Há um homem que eu vejo passar
frequentemente. Na verdade eu passo; ele está parado. É um violinista.
Quando o ouvi tocar pela primeira
vez era Natal, e a melodia me encantara. Eu não tinha trocados, não pude lhe
agradecer a música concedida. Mas a melodia ficou em mim. Depois, vez por outra,
ele estava tocando em algum lugar das ruas por onde eu passava. E se de início
havia muitas pessoas em volta admirando-o, depois tornou-se figurinha fácil,
outros concorrentes surgiram e as pessoas foram perdendo o interesse.
Mas eu não.
Eu nunca parava, não conseguia, mas
a música sempre chamava a minha atenção, me acompanhando enquanto seguia meu
caminho. Por alguma razão estranha passei a olhar bem dentro dos seus olhos
quando nossos caminhos se cruzavam; ele parado, eu seguindo, buscando em sua face o rosto de um velho amigo. Tornou-se
tão conhecido para mim que quando o encontrava sem os seus instrumentos, minha
memória enviava a mensagem de que era alguém de quem eu gostava. “Quem é ele,
de onde eu o conheço?” eu me perguntava. “Ah, já sei, é o violinista”.
Fantasiei-lhe uma história digna dos
heróis românticos do século XIX, os músicos boêmios, que tentavam a sorte de
lugar em lugar, despedaçando-se em amores vãos ou em busca do sentido na vida. Eu
o vejo em silencio, embriagado de alegria por uma nova composição, sozinho em
um quarto mal arrumado, em uma pensão em decadência. Pode parecer estranho, mas
é um pensamento que me dá paz, me leva a um estado de eterno Natal, onde a
música e a poesia são os ingredientes de um viver feliz.
Então eu viro para o lado, caio da
minha cama e acordo; afinal ele é somente um violinista de rua! Alguém que
resolveu ganhar algumas moedas em troca de demonstrar o seu trabalho.
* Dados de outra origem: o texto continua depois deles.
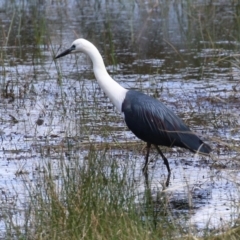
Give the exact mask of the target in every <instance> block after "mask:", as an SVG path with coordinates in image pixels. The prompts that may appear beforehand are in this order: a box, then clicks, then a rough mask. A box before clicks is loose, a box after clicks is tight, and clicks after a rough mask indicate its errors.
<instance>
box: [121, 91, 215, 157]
mask: <svg viewBox="0 0 240 240" xmlns="http://www.w3.org/2000/svg"><path fill="white" fill-rule="evenodd" d="M122 111H123V113H124V116H125V122H126V124H127V126H128V128H129V129H130V130H131V131H132V132H133V133H134V134H135V135H136V136H137V137H138V138H140V139H142V140H143V141H145V142H147V143H150V144H154V145H162V146H167V147H174V146H177V147H182V148H186V149H189V150H190V151H192V152H199V153H203V154H208V153H210V151H211V148H210V147H209V146H208V145H207V144H205V143H203V141H202V140H201V139H200V138H199V137H198V136H197V135H195V134H194V133H193V132H192V131H191V130H190V129H189V127H188V126H186V124H185V123H183V121H182V120H181V119H180V118H179V117H178V116H176V115H175V114H174V113H173V112H172V111H171V110H170V109H169V108H167V107H166V106H165V105H164V104H163V103H161V102H160V101H158V100H157V99H155V98H152V97H150V96H148V95H145V94H143V93H141V92H137V91H133V90H130V91H128V92H127V94H126V97H125V99H124V101H123V104H122Z"/></svg>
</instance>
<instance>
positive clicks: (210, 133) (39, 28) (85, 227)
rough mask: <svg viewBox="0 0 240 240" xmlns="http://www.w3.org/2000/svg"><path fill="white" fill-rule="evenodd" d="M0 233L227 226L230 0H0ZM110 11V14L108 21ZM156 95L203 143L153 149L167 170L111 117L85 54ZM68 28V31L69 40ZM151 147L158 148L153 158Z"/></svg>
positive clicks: (99, 234) (228, 121)
mask: <svg viewBox="0 0 240 240" xmlns="http://www.w3.org/2000/svg"><path fill="white" fill-rule="evenodd" d="M0 9H1V11H0V12H1V23H2V28H1V30H0V31H1V35H0V42H1V49H0V68H1V71H0V137H1V138H0V141H1V149H0V162H1V171H0V190H1V195H0V200H1V207H0V217H1V218H0V239H216V240H217V239H239V237H240V229H239V171H238V169H239V157H238V156H239V151H240V149H239V128H240V123H239V114H240V107H239V106H240V104H239V103H240V101H239V89H240V86H239V75H240V71H239V59H238V58H239V56H238V51H239V31H238V29H239V27H240V26H239V23H240V21H239V19H240V12H239V5H238V3H237V2H236V1H228V3H224V4H223V3H222V1H217V0H215V1H210V2H207V1H188V0H185V1H168V0H165V1H150V0H149V1H141V0H138V1H124V0H122V1H119V0H113V1H110V2H107V3H105V2H104V1H97V0H90V1H74V0H73V1H71V0H69V1H57V2H52V4H48V3H46V2H42V1H35V0H29V1H28V0H19V1H18V0H15V1H4V0H3V1H0ZM120 23H121V24H120ZM76 37H84V38H87V39H89V40H91V41H92V42H93V43H95V44H96V45H97V46H98V47H99V49H100V51H101V53H102V55H103V56H104V58H105V59H104V61H105V63H106V66H107V68H108V71H109V72H110V74H111V75H112V76H113V78H114V79H115V80H117V81H118V82H120V83H121V84H122V85H124V86H125V87H127V88H133V89H138V90H141V91H143V92H145V93H147V94H149V95H152V96H155V97H156V98H158V99H161V101H163V102H164V103H166V105H168V106H169V107H170V108H172V109H173V110H174V112H176V113H177V114H178V115H179V116H180V117H181V118H183V119H184V120H185V122H186V123H187V124H188V125H190V126H191V128H192V129H193V130H194V131H196V132H197V133H198V134H199V135H202V137H203V138H204V139H205V140H206V141H208V143H209V144H210V145H211V146H212V148H213V149H214V152H213V156H212V159H206V158H205V157H197V156H193V155H192V154H191V153H189V152H187V151H185V150H184V151H182V150H179V149H177V150H175V149H166V150H165V151H166V155H167V157H168V159H169V162H170V165H171V168H172V170H173V176H172V178H171V180H170V187H169V188H164V184H163V183H164V181H165V174H166V173H165V168H164V166H163V163H162V160H161V159H159V158H158V156H157V154H155V153H154V152H153V153H151V160H152V161H151V163H150V173H149V182H148V184H146V183H145V182H144V179H143V176H142V174H141V167H142V164H143V163H144V157H143V156H144V151H145V149H144V147H143V146H144V145H143V144H142V143H141V142H140V141H138V140H136V139H135V138H134V136H133V135H131V134H130V133H129V132H128V130H127V129H126V128H125V125H124V123H123V120H122V119H121V117H120V116H119V115H117V114H116V113H115V111H114V109H113V107H112V104H111V103H110V102H109V101H108V99H107V98H106V97H105V96H104V95H103V93H102V91H101V90H100V89H99V86H98V85H97V83H96V81H95V79H94V76H93V73H92V68H91V65H90V63H89V61H88V60H87V58H86V57H84V56H80V57H79V58H77V57H76V58H75V57H74V56H72V57H70V58H67V59H65V61H62V62H61V61H60V62H54V60H53V58H54V56H55V54H56V53H57V52H58V50H59V48H64V47H63V45H65V44H69V43H70V42H71V40H74V39H75V38H76ZM70 39H71V40H70ZM158 159H159V160H158Z"/></svg>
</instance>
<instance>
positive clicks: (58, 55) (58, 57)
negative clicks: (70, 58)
mask: <svg viewBox="0 0 240 240" xmlns="http://www.w3.org/2000/svg"><path fill="white" fill-rule="evenodd" d="M72 50H73V49H72V48H69V49H67V50H65V51H63V52H62V53H60V54H58V55H57V56H56V57H55V59H57V58H60V57H63V56H66V55H68V54H69V53H71V52H72Z"/></svg>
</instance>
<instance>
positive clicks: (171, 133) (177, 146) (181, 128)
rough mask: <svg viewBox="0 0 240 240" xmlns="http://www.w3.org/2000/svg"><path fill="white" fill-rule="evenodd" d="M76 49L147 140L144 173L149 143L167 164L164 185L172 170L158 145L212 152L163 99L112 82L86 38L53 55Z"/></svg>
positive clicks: (149, 144)
mask: <svg viewBox="0 0 240 240" xmlns="http://www.w3.org/2000/svg"><path fill="white" fill-rule="evenodd" d="M78 52H83V53H85V54H87V55H88V56H89V57H90V58H91V60H92V63H93V71H94V74H95V77H96V79H97V81H98V83H99V85H100V87H101V88H102V89H103V91H104V92H105V94H106V95H107V96H108V97H109V98H110V100H111V101H112V103H113V104H114V105H115V106H116V108H117V110H118V111H122V112H123V113H124V116H125V122H126V124H127V126H128V127H129V129H130V130H131V131H132V132H133V133H134V134H135V135H136V136H137V137H138V138H140V139H142V140H143V141H145V142H147V154H146V160H145V165H144V168H143V172H144V173H145V176H147V166H148V157H149V151H150V148H151V144H153V145H154V146H155V147H156V149H157V151H158V152H159V154H160V155H161V157H162V158H163V161H164V164H165V165H166V167H167V170H168V179H167V182H166V185H168V184H169V179H170V175H171V170H170V167H169V163H168V160H167V158H166V157H165V156H164V155H163V153H162V151H161V150H160V148H159V147H158V145H163V146H168V147H174V146H177V147H182V148H186V149H189V150H190V151H192V152H198V153H202V154H209V153H210V152H211V148H210V147H209V146H208V145H207V144H205V143H204V142H203V141H202V140H201V139H200V138H199V137H198V136H197V135H195V134H194V133H193V132H191V130H190V129H189V127H187V126H186V125H185V124H184V123H183V121H182V120H181V119H180V118H179V117H177V116H176V115H175V114H174V113H173V112H172V111H171V110H170V109H168V108H167V107H166V106H165V105H164V104H163V103H161V102H160V101H158V100H157V99H154V98H152V97H150V96H147V95H145V94H143V93H140V92H137V91H132V90H127V89H125V88H123V87H122V86H120V85H119V84H118V83H117V82H115V81H114V80H113V79H112V78H111V76H110V75H109V74H108V72H107V71H106V67H105V65H104V62H103V59H102V56H101V54H100V53H99V51H98V50H97V48H96V47H95V46H94V45H93V44H92V43H90V42H89V41H87V40H85V39H82V38H80V39H77V40H75V41H74V42H73V43H72V45H71V47H70V48H69V49H66V50H65V51H64V52H62V53H60V54H59V55H57V56H56V58H60V57H63V56H66V55H68V54H71V53H78ZM146 179H147V177H146Z"/></svg>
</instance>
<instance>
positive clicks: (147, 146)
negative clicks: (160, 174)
mask: <svg viewBox="0 0 240 240" xmlns="http://www.w3.org/2000/svg"><path fill="white" fill-rule="evenodd" d="M150 148H151V143H147V154H146V159H145V165H144V167H143V169H142V171H143V173H144V174H146V173H147V170H148V157H149V152H150Z"/></svg>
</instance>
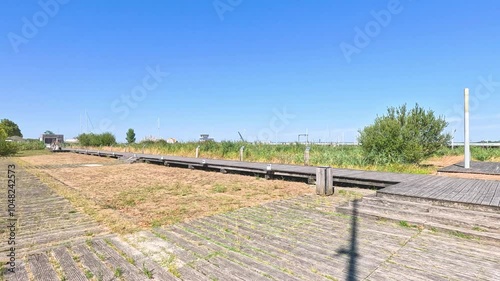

Nada sei
sobre ele além disso.
Ainda assim, quando o som da sua
música vier me chamar e nossos caminhos se cruzarem, meus olhos vão sempre
buscar os seus, minha boca vai abrir-se em um sorriso tímido, e eu seguirei
adiante. Até o dia em que, talvez, pare, e numa pausa entre suas canções, tome
coragem de finalmente lhe falar: “Como vai, meu amigo?”